Executive Chairman Bill Ford is interviewed near the Ford Focus Battery Electric Vehicle during the 2009 Mackinac Policy Conference on Friday. (Sam VarnHagen / Ford Motor Co.)

Mackinac Island -- More than 1,000 politicians and business leaders made their way to the 29th Mackinac Policy Conference this year, but unlike recent years, more of the news driving the back-room talk throughout the event was coming from downstate instead of down the porch.

Many attendees came to Mackinac expecting to hear of a resolution on the revival of a deal to expand Detroit's Cobo Center, but the biggest news of this year's conference, sponsored by the Detroit Regional Chamber, came Friday afternoon when Detroit Mayor Dave Bing and Wayne County Executive Robert Ficano announced a huge tax break for General Motors Corp. intended to keep the nearly bankrupt automaker headquartered in the city.

Also at the tips of many tongues this week was the impending tie-up of Chrysler LLC and Italian concern Fiat SpA.

Meanwhile, the official conference programming was light on automotive talk and southeast Michigan issues compared with recent years.

"Just like we need to diversify our economy in the state, we've diversified our panels and what we're all talking about this year," said Tammy Carnrike, chief operating offer of the chamber. "We're really looking to our future."

Besides the announcement of an offer to GM to designate the entire Renaissance Center headquarters complex as a nearly tax-free renaissance zone, there were very few major announcements to impress attendees. In years past, many of those who attended said, more news was made on the Grand Hotel's porch than this year.

The conference, which drew roughly 300 fewer attendees this year than last, according to early estimates, also reflected some of the subdued realities of the nation's recession -- though conference attendees were reluctant to publicly talk about any downsizing of the early summer fetes.

While the booze still flowed freely at many nighttime parties at the Grand Hotel and in Mackinac Island's picturesque downtown, some leaders remarked that the snacks and meals being offered at some events were just a little less opulent than in years past.
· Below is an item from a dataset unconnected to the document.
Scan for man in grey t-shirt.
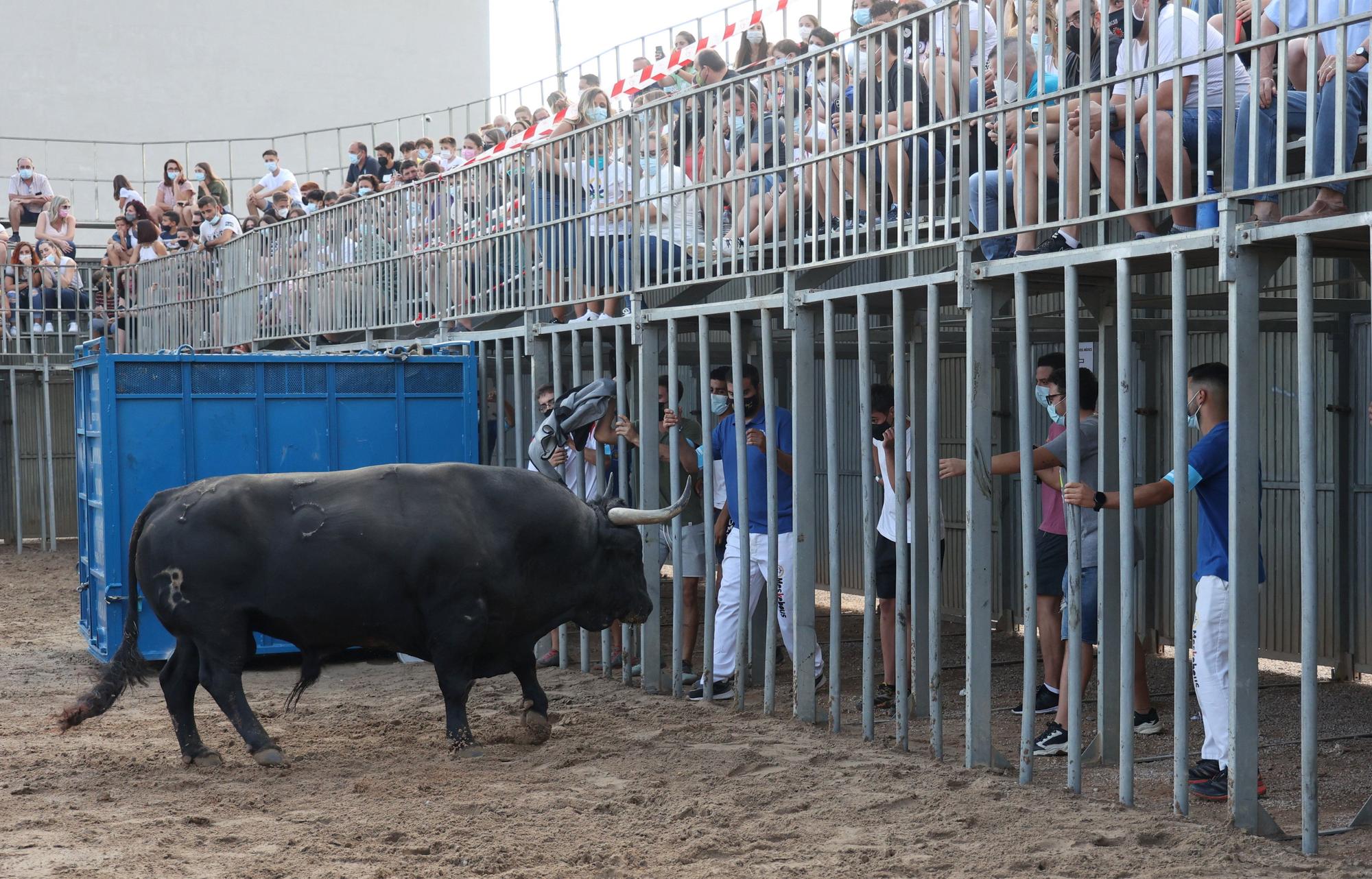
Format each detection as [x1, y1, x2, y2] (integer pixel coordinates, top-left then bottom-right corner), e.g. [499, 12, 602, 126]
[938, 369, 1162, 757]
Even the freebies in the tote bags given to each registrant were less plentiful than before. This year, each bag contained Mackinac fudge and a pack of travel-sized toiletry bottles; last year, highlights included computer mice and Thermoses.

The mix of people attending this year also changed.

Noticeably absent were legions of representatives from the Detroit Three automakers and their suppliers, though two Ford family members made notable speeches.

Sandra Pierce, president and chief executive of Michigan and Indiana for Charter One Bank, who chaired this year's conference, said there was a greater focus on getting high-level executives up to Mackinac.

"More than 35 percent of this year's attendees are CEOs," Pierce told a dinnertime crowd Thursday, before introducing speaker Ed Bastian, president of Delta Air Lines and chief executive of merger partner Northwest Airlines.

The chamber also focused on getting more young people to the conference, as well as business and political leaders from all areas of the state; traditionally, Mackinac has been a haven for southeast Michiganians alone.

"Just like in our approach to government, we have to take a more regional focus," the chamber's Carnrike said. "It's the best approach for meaningful collaboration."